= Digital Fairness Act =

EU law on dark patterns

The Digital Fairness Act (DFA) is a legislative proposal by the European Commission. Michael McGrath, EU Commissioner for Democracy, Justice, the Rule of Law and Consumer Protection, is responsible for this class of legislation under Ursula von der Leyen's second Commission. The proposed legislation aims to tackle dark patterns, personalisation, contracts, and influencer marketing.

On July 17 2025 The Commission started the public consultation of the DFA. The DFA will be proposed by the Commission in the third quarter of 2026.

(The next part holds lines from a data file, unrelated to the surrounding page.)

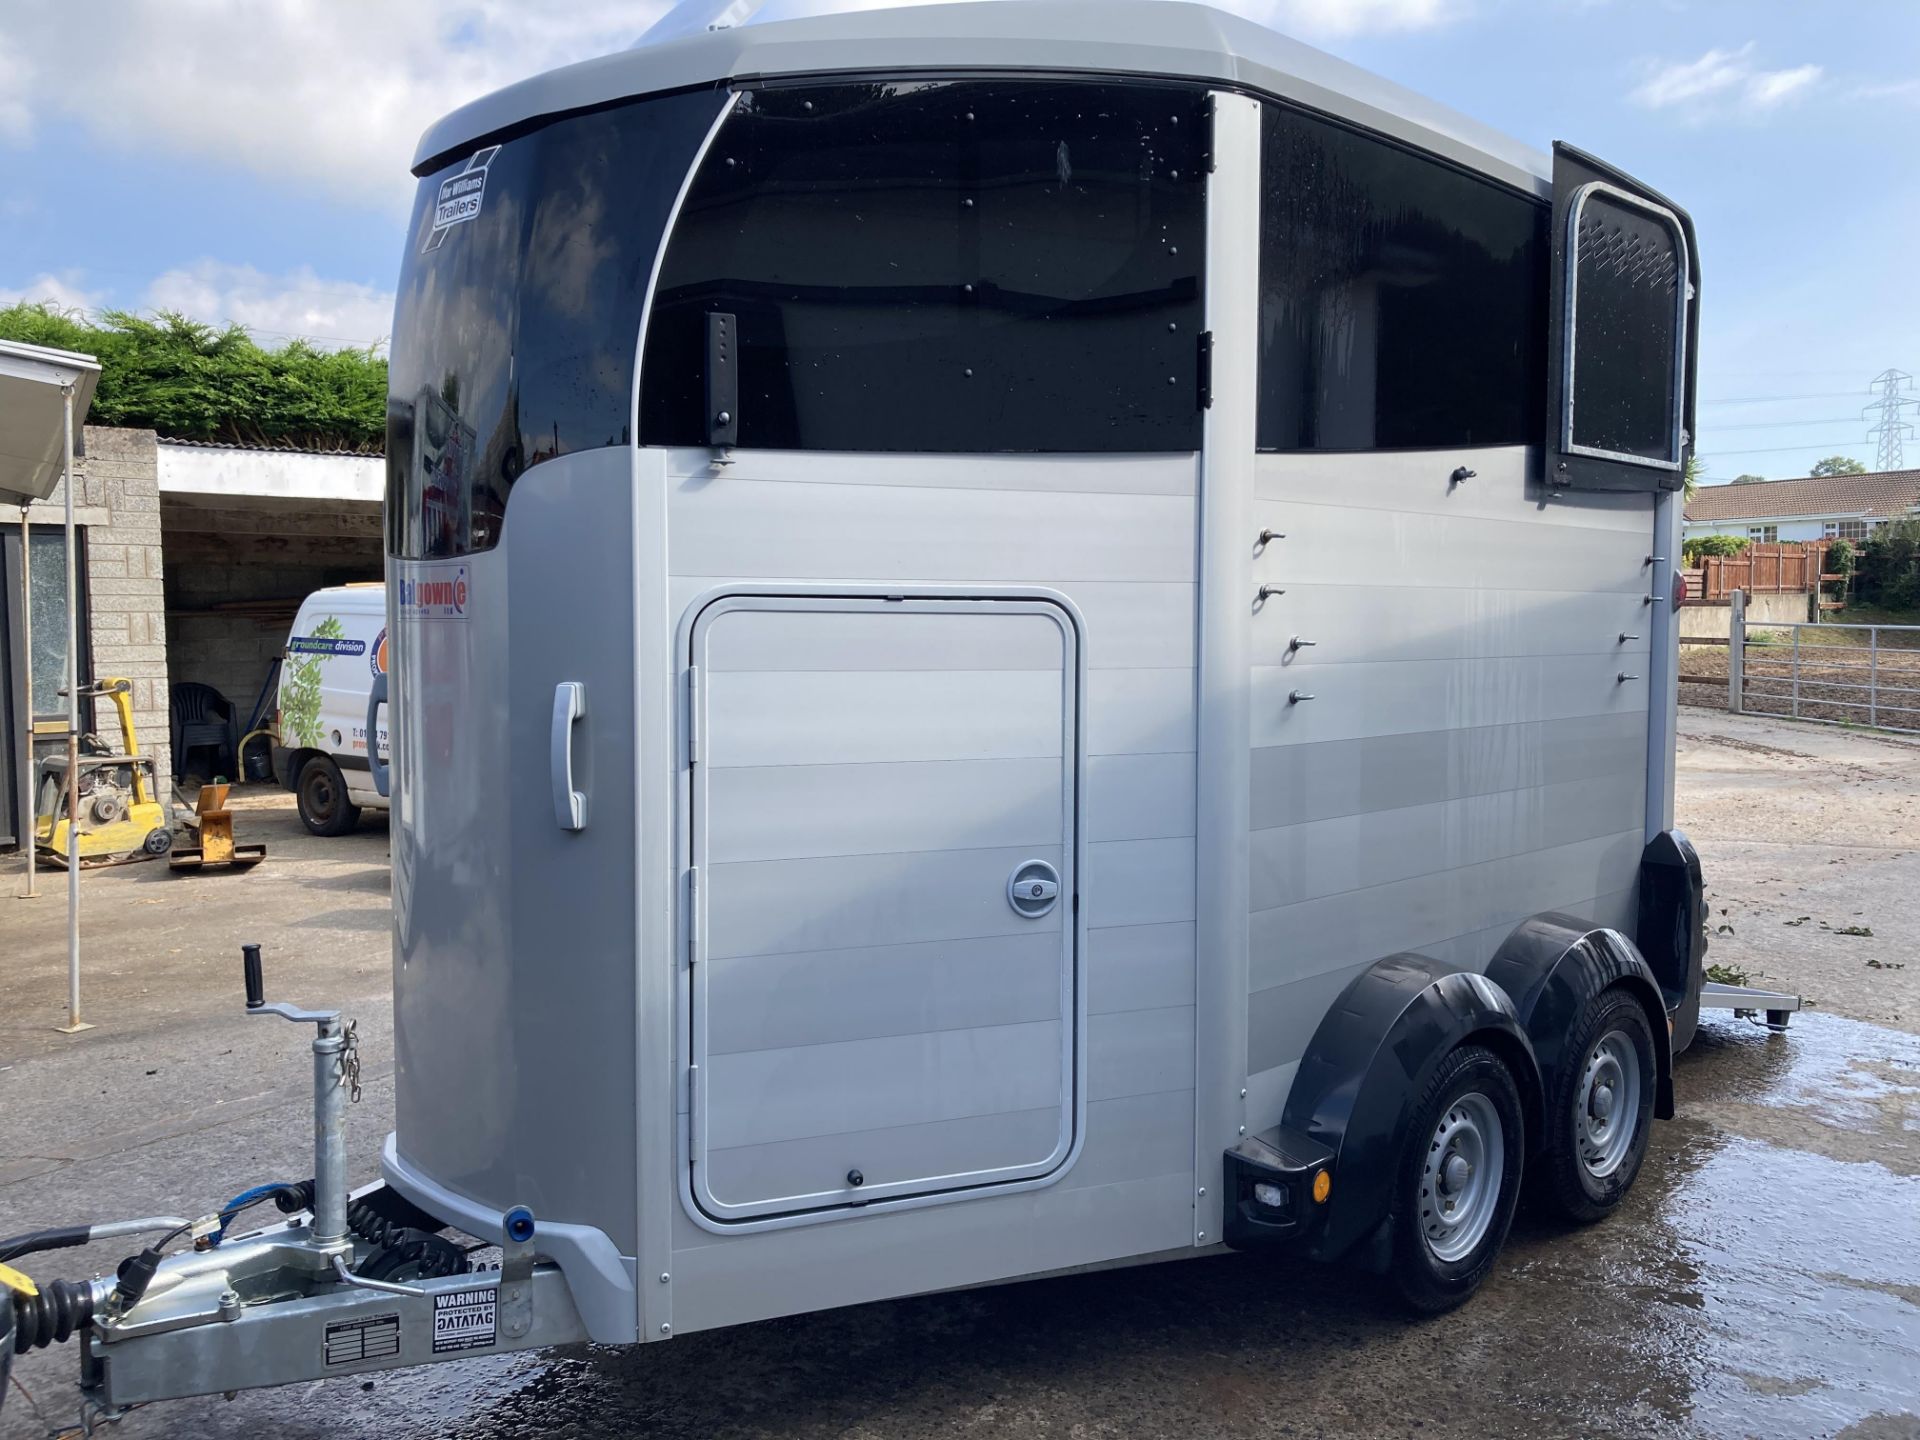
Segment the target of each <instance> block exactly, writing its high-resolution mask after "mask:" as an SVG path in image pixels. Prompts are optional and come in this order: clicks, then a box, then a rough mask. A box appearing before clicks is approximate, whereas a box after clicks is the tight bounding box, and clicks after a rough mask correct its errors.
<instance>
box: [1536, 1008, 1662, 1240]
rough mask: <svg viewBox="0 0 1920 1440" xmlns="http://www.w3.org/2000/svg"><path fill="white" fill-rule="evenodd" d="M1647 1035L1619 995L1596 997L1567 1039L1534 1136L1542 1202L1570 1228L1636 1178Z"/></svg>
mask: <svg viewBox="0 0 1920 1440" xmlns="http://www.w3.org/2000/svg"><path fill="white" fill-rule="evenodd" d="M1653 1089H1655V1073H1653V1031H1651V1027H1649V1025H1647V1012H1645V1010H1642V1008H1640V1002H1638V1000H1636V998H1634V996H1632V995H1626V993H1624V991H1619V989H1613V991H1601V993H1599V995H1596V996H1594V998H1592V1000H1588V1004H1586V1008H1584V1010H1582V1012H1580V1018H1578V1020H1576V1021H1574V1027H1572V1031H1571V1033H1569V1037H1567V1064H1565V1066H1563V1068H1561V1077H1559V1081H1557V1085H1555V1094H1553V1098H1551V1102H1549V1108H1548V1133H1546V1135H1544V1137H1542V1139H1544V1144H1542V1154H1540V1162H1542V1175H1540V1192H1542V1198H1544V1200H1546V1202H1548V1206H1551V1208H1553V1210H1555V1212H1559V1213H1561V1215H1565V1217H1567V1219H1571V1221H1578V1223H1592V1221H1596V1219H1603V1217H1605V1215H1609V1213H1613V1210H1615V1208H1617V1206H1619V1204H1620V1200H1622V1198H1624V1196H1626V1192H1628V1188H1632V1185H1634V1179H1636V1177H1638V1175H1640V1165H1642V1162H1644V1160H1645V1158H1647V1137H1649V1135H1651V1131H1653Z"/></svg>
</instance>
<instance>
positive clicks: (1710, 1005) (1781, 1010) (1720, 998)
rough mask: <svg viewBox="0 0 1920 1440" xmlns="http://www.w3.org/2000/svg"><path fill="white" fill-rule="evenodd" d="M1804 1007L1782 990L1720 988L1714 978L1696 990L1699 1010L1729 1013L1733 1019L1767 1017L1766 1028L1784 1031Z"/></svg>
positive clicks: (1802, 1004) (1734, 985) (1721, 987)
mask: <svg viewBox="0 0 1920 1440" xmlns="http://www.w3.org/2000/svg"><path fill="white" fill-rule="evenodd" d="M1803 1006H1805V1000H1801V996H1797V995H1786V993H1784V991H1757V989H1751V987H1747V985H1722V983H1720V981H1716V979H1709V981H1707V983H1705V985H1701V987H1699V1008H1701V1010H1732V1012H1734V1014H1736V1016H1749V1018H1751V1016H1755V1014H1761V1012H1764V1014H1766V1029H1770V1031H1784V1029H1786V1027H1788V1021H1789V1020H1791V1018H1793V1014H1795V1012H1797V1010H1801V1008H1803Z"/></svg>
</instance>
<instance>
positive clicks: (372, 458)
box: [157, 436, 384, 461]
mask: <svg viewBox="0 0 1920 1440" xmlns="http://www.w3.org/2000/svg"><path fill="white" fill-rule="evenodd" d="M157 440H159V444H161V445H192V447H194V449H257V451H265V453H267V455H349V457H351V459H357V461H367V459H371V461H376V459H380V457H382V455H384V451H378V449H307V447H305V445H257V444H250V442H238V440H179V438H175V436H159V438H157Z"/></svg>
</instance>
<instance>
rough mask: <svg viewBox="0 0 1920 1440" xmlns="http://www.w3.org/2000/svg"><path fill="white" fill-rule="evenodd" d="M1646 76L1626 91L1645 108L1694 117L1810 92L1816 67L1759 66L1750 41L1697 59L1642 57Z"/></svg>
mask: <svg viewBox="0 0 1920 1440" xmlns="http://www.w3.org/2000/svg"><path fill="white" fill-rule="evenodd" d="M1644 73H1645V79H1642V83H1640V86H1638V88H1634V90H1632V94H1628V100H1632V102H1634V104H1636V106H1642V108H1644V109H1680V111H1682V113H1688V115H1693V117H1705V115H1711V113H1724V111H1745V113H1764V111H1768V109H1774V108H1776V106H1782V104H1786V102H1788V100H1793V98H1795V96H1799V94H1803V92H1805V90H1809V88H1811V86H1812V84H1816V83H1818V81H1820V77H1822V75H1824V73H1826V71H1824V69H1820V65H1795V67H1793V69H1761V67H1759V65H1755V63H1753V42H1751V40H1749V42H1747V44H1743V46H1740V48H1738V50H1709V52H1707V54H1703V56H1701V58H1699V60H1672V61H1645V65H1644Z"/></svg>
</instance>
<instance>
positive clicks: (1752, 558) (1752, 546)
mask: <svg viewBox="0 0 1920 1440" xmlns="http://www.w3.org/2000/svg"><path fill="white" fill-rule="evenodd" d="M1824 568H1826V541H1824V540H1809V541H1780V543H1772V545H1768V543H1761V541H1755V543H1751V545H1747V547H1745V549H1743V551H1740V555H1703V557H1701V568H1699V589H1695V591H1693V593H1692V597H1693V599H1703V601H1724V599H1732V595H1734V591H1736V589H1743V591H1747V593H1749V595H1807V593H1809V591H1814V589H1818V588H1820V572H1822V570H1824Z"/></svg>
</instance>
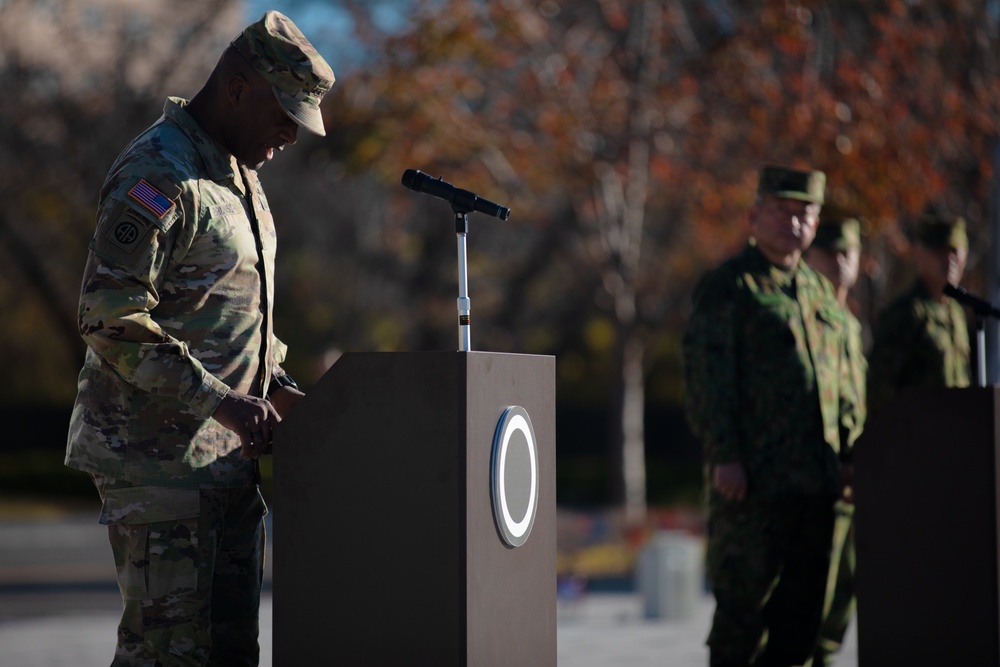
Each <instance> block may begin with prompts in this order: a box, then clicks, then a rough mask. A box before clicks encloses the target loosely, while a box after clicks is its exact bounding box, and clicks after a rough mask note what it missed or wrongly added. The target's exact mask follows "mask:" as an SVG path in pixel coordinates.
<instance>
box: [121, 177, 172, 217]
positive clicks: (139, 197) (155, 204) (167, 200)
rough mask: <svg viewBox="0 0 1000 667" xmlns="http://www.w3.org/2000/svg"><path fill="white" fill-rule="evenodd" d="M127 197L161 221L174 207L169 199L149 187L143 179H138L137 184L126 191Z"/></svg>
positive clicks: (153, 187) (148, 183)
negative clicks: (137, 182)
mask: <svg viewBox="0 0 1000 667" xmlns="http://www.w3.org/2000/svg"><path fill="white" fill-rule="evenodd" d="M128 196H129V197H131V198H132V199H134V200H136V201H137V202H139V203H140V204H142V205H143V206H145V207H146V208H147V209H149V210H150V211H152V212H153V213H154V214H155V215H156V217H157V218H161V219H162V218H163V216H165V215H166V214H167V213H169V212H170V209H172V208H173V207H174V203H173V202H172V201H170V198H169V197H167V196H166V195H165V194H163V193H162V192H160V191H159V190H157V189H156V188H154V187H153V186H152V185H150V184H149V182H148V181H146V179H144V178H143V179H139V182H138V183H136V184H135V185H134V186H132V189H131V190H129V191H128Z"/></svg>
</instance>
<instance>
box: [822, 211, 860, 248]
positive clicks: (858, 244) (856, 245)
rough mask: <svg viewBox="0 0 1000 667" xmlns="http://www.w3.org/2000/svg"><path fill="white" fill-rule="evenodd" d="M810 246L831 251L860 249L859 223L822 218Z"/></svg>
mask: <svg viewBox="0 0 1000 667" xmlns="http://www.w3.org/2000/svg"><path fill="white" fill-rule="evenodd" d="M812 245H813V247H814V248H823V249H825V250H833V251H837V250H849V249H851V248H860V247H861V223H860V222H858V220H857V219H856V218H823V219H821V220H820V223H819V227H817V228H816V238H815V239H813V242H812Z"/></svg>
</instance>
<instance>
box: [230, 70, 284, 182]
mask: <svg viewBox="0 0 1000 667" xmlns="http://www.w3.org/2000/svg"><path fill="white" fill-rule="evenodd" d="M247 83H248V85H247V87H246V89H245V90H244V91H243V92H242V94H241V95H240V96H239V98H238V99H237V100H236V103H235V104H234V105H233V107H232V114H233V118H232V123H231V132H230V140H229V143H230V145H229V146H227V148H229V151H230V152H231V153H232V154H233V155H234V156H235V157H236V159H237V160H239V161H240V162H241V163H243V164H245V165H246V166H248V167H250V168H251V169H260V168H261V167H262V166H263V165H264V164H265V163H266V162H268V161H269V160H271V159H272V158H273V157H274V155H275V153H276V152H277V151H280V150H283V149H284V147H285V146H286V145H289V144H294V143H295V140H296V138H297V136H298V128H299V126H298V124H296V123H295V121H293V120H292V119H291V118H289V117H288V115H286V114H285V111H284V110H283V109H282V108H281V105H280V104H278V100H277V98H275V96H274V92H273V91H272V90H271V87H270V86H269V85H268V84H267V82H266V81H264V80H263V79H262V78H259V77H256V78H255V77H254V76H253V75H251V76H250V77H248V78H247Z"/></svg>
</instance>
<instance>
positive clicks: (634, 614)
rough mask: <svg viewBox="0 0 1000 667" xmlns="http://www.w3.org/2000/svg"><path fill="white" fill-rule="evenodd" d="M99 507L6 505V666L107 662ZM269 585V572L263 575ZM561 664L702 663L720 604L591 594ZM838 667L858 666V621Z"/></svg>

Within the first two weeks around 3000 responses were sent to the public consultation, predominantly from videogamers, many of whom urged the inclusion of provisions to prohibit publishers from “killing” games by permanently disabling or delisting titles consumers have bought. Campaign organiser Ross Scott has publicly highlighted the consultation as a new legislative avenue for the Stop Killing Games initiative, encouraging EU citizens to submit feedback demanding game-preservation rules that ensure purchased games remain playable even after official support ends.

== Timeline ==

- 13 November 2020: The EU Commission states that "consumers should benefit from a comparable level of protection and fairness online as they enjoy offline" in New Consumer Agenda.
- 22 February 2021: The Council of the EU adopts conclusions on New Consumer Agenda.
- 12 December 2023: The European Parliament adopts resolution on Addictive design of online services and consumer protection in the EU single market.
- 3 October 2024: EU Commission publishes final report on the Digital fairness fitness check.
- 5 November 2024: Commissioner-Designate Michael McGrath is questioned by MEPs on his plan for the Digital Fairness Act.
- 17 July 2025: European Commission opens Digital Fairness Act to public feedback.
- 24 October 2025: European Commission closes Digital Fairness Act to public feedback.